Abu Dhabi – Vor dem ersten PR-Auftritt als Formel-1-Weltmeister in Malaysia dachte der von einer Zentner-Last befreite Nico Rosberg in seiner Triumphnacht auch an Michael Schumacher.
«Ich hoffe, dass er es mitbekommt, dass ich hier gewonnen habe. Er hat auch einen Anteil an diesem Erfolg», zollte der aus dem Schatten seines Mercedes-Rivalen Lewis Hamilton getretene Deutsche dem Rekordchampion Respekt. «Er war drei Jahre hier, hat gepusht drei Jahre, dass das Team vorankommt. Es war ein sehr interessantes Erlebnis, mit Sicherheit habe ich von diesem Erlebnis einiges auf den Weg mitgenommen», beschrieb Rosberg den Wirkungsgrad Schumachers.
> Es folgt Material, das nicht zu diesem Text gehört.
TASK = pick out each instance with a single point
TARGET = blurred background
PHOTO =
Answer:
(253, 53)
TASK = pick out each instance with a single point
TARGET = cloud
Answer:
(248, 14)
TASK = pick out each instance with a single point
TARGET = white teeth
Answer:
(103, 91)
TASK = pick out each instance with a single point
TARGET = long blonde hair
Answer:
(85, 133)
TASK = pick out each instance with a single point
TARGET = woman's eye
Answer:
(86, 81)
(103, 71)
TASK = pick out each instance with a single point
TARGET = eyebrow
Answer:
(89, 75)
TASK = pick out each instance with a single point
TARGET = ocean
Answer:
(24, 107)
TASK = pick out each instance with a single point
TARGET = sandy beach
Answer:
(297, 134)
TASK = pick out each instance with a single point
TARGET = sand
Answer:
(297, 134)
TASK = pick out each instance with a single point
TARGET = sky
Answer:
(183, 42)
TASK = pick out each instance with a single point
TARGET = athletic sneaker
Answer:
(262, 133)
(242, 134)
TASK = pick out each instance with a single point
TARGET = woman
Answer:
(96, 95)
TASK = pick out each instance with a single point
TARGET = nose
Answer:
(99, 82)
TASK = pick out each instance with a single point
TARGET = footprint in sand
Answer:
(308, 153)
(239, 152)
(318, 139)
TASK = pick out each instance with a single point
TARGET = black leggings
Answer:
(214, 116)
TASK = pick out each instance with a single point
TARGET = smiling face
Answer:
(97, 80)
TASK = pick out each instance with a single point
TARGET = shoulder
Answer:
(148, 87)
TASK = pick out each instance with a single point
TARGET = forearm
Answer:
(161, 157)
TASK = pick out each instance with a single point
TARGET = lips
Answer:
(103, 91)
Von Rosberg ist mit dem Zitter-Titel von Abu Dhabi riesiger Druck abgefallen. Endlich bezwang er Hamilton in einem WM-Duell, endlich ist er die Vergleiche mit seinem Vater Keke los, der 1982 Weltmeister wurde. «Das war sicher meine beste Saison und ich bin meine besten Rennen gefahren. In den letzten Rennen hat man aber nicht den wahren Nico gesehen, weil dich der Druck einbremst», sagte der gebürtige Wiesbadener. «Das ist eine Erfahrung mehr, die mich stärker macht.»
Womöglich war es für Rosberg die letzte Chance, im mit Abstand besten Auto die WM zu holen. 2017 soll eine Regelform den Branchenprimus einbremsen. Die Autos werden breiter und schneller, der Wettbewerb soll enger werden. Hamilton wird seinem Sturz vom WM-Thron mit neuer Entschlossenheit begegnen. «Ich freue mich schon auf den Fight mit ihm», verkündete der britische Abu-Dhabi-Sieger.
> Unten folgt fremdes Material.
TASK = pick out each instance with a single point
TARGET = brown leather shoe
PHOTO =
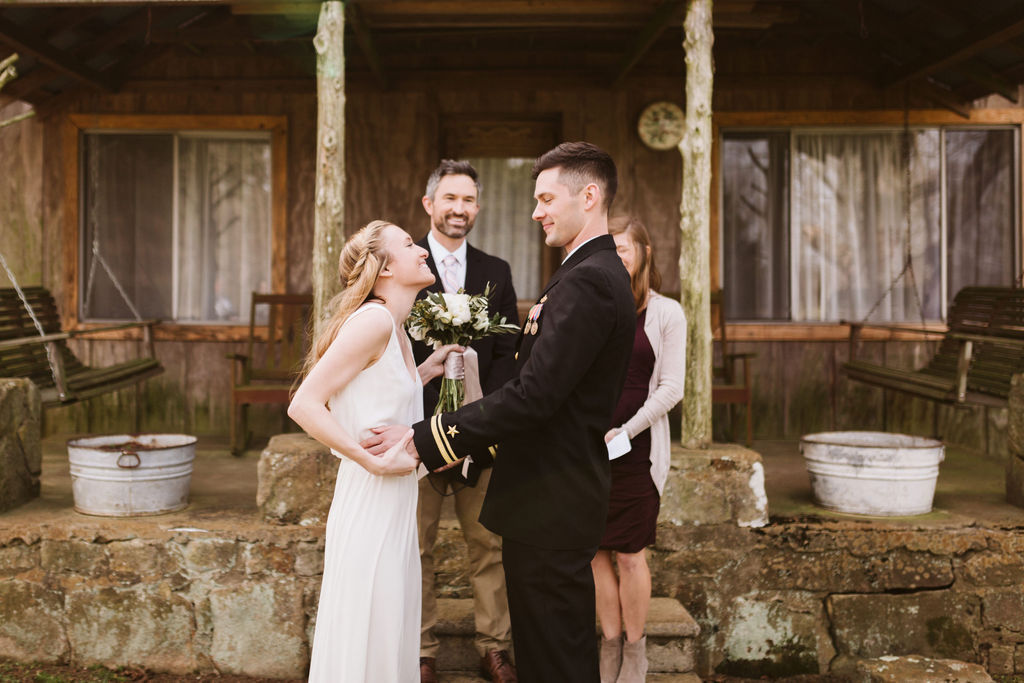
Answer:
(497, 666)
(428, 670)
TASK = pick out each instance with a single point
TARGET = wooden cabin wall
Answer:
(392, 142)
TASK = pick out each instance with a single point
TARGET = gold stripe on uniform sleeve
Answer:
(440, 440)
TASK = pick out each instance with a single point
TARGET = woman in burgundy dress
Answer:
(653, 385)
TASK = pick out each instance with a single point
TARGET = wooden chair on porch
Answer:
(728, 386)
(266, 372)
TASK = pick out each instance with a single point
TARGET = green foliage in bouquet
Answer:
(454, 318)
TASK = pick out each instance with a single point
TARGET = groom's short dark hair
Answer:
(451, 167)
(581, 164)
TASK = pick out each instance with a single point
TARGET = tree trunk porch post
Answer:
(329, 212)
(694, 248)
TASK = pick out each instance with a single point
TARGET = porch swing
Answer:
(978, 354)
(34, 346)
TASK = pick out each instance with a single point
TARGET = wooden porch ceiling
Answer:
(948, 51)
Wie tief die Wut über den Verlust der WM-Krone bei Hamilton sitzt, zeigte sich schon in den Schlussrunden auf dem Yas Marina Circuit. Stur ignorierte er die Anweisungen von der Box, schneller zu fahren, weil er in der schwindenden Hoffnung auf den Titel seinen Verfolger Rosberg in weitere Zweikämpfe mit Sebastian Vettel und Max Verstappen verwickeln wollte. Intern droht Hamilton dafür noch eine Strafe.
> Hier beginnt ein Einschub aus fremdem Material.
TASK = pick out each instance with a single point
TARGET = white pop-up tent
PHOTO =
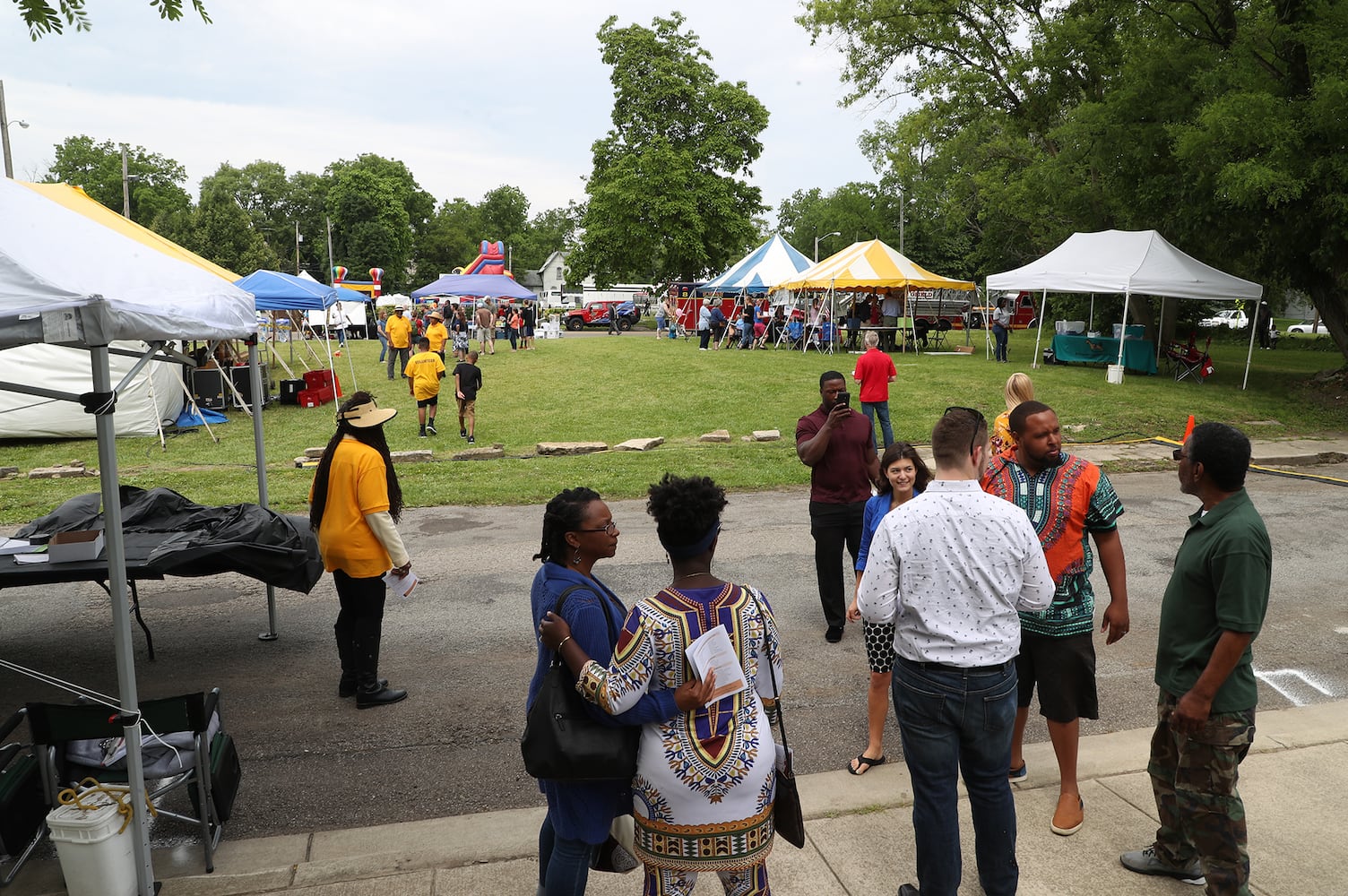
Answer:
(66, 280)
(1125, 262)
Rosberg hielt dem Druck aber bravourös stand. «Die erste WM ist die schwierigste überhaupt», sagte Teamaufsichtsrat Niki Lauda. Rosberg sei an «Hamilton gewachsen, der vielleicht der schnellste und talentierteste Fahrer der Neuzeit ist. Er ist immer cool geblieben und deshalb Weltmeister geworden.» Die «Gulf News» lobte Rosbergs mentale Stärke: «Der Deutsche hat Nerven aus Stahl, um den britischen Rivalen in Schach zu halten.» Martialisch schrieb die «Khaleej Times»: «Hamilton gewann die Schlacht, Rosberg aber den Krieg.»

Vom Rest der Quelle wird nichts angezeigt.